Molecular Characterization and Functional Exploration of Nuclear Receptors in hiPSCs
Therapeutic immune tolerant human islet-like organoids (HILOs) for Type 1 Diabetes
Extending Immune-Evasive Human Islet-Like Organoids (HILOs) Survival and Function as a Cure for T1D

Public Summary:

Pancreatic beta cells secrete insulin in response to glucose, a process that is regulated at multiple levels, including a network of input signals from other organ systems. Impaired islet function contributes to the pathogenesis of type 2 diabetes mellitus (T2DM), and targeting inter-organ communications, such as GLP-1 signalling, to enhance beta-cell function has been proven to be a successful therapeutic strategy in the last decade. In this review, we will discuss recent advances in inter-organ communication from the metabolic, immune and neural system to pancreatic islets, their biological implication in normal pancreas endocrine function and their role in the (mal)adaptive responses of islet to nutrition-induced stress.

Scientific Abstract:

Pancreatic beta cells secrete insulin in response to glucose, a process that is regulated at multiple levels, including a network of input signals from other organ systems.

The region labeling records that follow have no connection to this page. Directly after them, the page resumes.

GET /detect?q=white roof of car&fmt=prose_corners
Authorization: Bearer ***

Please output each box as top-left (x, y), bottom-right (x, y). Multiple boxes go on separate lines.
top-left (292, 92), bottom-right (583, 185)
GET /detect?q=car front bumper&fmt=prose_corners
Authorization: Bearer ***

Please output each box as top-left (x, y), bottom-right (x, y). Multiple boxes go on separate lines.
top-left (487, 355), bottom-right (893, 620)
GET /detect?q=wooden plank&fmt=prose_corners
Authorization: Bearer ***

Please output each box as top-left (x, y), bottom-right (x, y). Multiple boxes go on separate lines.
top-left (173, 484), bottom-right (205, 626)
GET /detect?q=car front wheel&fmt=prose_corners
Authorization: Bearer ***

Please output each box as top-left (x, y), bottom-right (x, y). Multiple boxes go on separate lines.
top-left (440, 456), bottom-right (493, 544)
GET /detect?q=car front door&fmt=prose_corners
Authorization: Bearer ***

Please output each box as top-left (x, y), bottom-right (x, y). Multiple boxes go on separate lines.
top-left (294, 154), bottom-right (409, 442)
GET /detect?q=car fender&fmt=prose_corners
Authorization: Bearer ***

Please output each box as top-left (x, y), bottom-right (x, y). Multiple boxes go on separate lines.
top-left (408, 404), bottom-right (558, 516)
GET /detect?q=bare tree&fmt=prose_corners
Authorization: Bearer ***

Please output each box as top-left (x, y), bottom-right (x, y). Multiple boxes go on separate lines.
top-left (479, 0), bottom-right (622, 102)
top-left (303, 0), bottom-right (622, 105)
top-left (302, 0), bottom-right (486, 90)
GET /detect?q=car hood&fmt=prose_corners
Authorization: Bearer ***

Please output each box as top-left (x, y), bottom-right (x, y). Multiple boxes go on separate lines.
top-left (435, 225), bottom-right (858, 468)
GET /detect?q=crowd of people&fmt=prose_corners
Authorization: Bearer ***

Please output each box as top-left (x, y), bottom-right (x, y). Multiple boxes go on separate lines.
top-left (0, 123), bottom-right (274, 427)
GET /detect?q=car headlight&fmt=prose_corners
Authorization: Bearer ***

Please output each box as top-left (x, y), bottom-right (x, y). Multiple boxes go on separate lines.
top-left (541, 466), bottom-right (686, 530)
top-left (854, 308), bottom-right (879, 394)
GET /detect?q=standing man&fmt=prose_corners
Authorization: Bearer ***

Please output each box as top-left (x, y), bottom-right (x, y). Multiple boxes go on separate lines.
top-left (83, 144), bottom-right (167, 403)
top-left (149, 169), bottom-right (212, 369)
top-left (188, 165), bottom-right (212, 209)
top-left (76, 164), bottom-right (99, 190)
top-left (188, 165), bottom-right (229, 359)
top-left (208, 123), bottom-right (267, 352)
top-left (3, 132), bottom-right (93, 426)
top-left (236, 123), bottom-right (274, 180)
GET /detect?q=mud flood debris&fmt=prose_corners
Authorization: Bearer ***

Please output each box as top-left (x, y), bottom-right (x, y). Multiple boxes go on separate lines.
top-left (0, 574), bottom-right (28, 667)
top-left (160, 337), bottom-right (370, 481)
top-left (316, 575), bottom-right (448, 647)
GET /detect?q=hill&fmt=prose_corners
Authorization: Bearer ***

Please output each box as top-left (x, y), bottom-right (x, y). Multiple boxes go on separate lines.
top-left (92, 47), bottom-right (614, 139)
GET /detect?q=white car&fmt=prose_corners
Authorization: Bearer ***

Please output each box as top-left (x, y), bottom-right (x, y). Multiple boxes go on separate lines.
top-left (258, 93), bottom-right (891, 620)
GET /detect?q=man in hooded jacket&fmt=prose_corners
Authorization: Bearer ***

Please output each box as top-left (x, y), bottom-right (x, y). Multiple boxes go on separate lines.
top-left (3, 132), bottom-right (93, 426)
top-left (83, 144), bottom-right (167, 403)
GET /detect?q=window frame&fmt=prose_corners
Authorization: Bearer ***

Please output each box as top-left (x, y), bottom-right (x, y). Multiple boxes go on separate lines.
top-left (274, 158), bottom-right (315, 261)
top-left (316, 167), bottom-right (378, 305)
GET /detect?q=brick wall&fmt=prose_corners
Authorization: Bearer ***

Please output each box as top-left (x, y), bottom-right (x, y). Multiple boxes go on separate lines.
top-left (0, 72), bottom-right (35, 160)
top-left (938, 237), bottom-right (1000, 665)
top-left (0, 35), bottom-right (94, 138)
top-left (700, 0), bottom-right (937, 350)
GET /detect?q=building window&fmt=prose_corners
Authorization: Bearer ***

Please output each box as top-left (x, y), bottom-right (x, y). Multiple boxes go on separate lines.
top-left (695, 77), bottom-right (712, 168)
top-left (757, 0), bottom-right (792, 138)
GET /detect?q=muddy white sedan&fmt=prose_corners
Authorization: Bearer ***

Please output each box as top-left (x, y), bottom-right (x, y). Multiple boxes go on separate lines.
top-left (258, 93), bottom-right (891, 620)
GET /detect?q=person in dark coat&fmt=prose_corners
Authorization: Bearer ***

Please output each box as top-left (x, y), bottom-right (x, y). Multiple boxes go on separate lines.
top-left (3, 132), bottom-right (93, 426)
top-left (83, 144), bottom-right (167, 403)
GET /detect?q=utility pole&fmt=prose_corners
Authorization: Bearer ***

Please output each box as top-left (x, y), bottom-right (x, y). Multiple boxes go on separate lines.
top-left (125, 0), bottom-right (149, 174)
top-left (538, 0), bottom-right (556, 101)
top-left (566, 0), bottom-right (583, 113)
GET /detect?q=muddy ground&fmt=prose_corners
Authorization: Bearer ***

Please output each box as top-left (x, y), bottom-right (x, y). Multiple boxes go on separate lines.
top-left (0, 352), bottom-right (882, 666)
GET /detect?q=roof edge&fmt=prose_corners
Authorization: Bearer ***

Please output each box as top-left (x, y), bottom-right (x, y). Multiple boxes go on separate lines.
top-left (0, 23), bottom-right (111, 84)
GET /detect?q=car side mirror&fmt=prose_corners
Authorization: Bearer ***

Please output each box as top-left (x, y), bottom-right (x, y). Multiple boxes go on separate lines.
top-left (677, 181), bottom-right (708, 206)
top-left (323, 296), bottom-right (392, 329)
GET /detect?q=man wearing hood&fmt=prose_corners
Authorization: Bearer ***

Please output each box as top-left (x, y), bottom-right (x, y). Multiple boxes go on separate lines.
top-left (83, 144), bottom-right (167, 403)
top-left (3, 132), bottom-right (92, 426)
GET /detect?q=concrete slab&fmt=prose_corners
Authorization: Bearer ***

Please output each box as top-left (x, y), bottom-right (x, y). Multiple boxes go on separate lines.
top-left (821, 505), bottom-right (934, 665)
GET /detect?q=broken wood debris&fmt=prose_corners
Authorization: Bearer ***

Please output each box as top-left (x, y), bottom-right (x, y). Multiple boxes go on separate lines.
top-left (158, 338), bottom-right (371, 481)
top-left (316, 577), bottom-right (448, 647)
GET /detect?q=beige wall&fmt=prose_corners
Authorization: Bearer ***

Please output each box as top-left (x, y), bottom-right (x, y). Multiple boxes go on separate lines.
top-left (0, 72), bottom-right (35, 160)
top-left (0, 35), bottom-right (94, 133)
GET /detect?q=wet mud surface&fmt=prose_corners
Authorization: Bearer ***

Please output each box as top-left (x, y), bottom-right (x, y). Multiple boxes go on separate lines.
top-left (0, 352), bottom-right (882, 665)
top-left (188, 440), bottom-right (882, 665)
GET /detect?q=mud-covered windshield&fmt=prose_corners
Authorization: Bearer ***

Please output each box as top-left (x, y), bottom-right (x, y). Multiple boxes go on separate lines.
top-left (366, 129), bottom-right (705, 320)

Impaired islet function contributes to the pathogenesis of type 2 diabetes mellitus (T2DM), and targeting inter-organ communications, such as GLP-1 signalling, to enhance beta-cell function has been proven to be a successful therapeutic strategy in the last decade. In this review, we will discuss recent advances in inter-organ communication from the metabolic, immune and neural system to pancreatic islets, their biological implication in normal pancreas endocrine function and their role in the (mal)adaptive responses of islet to nutrition-induced stress.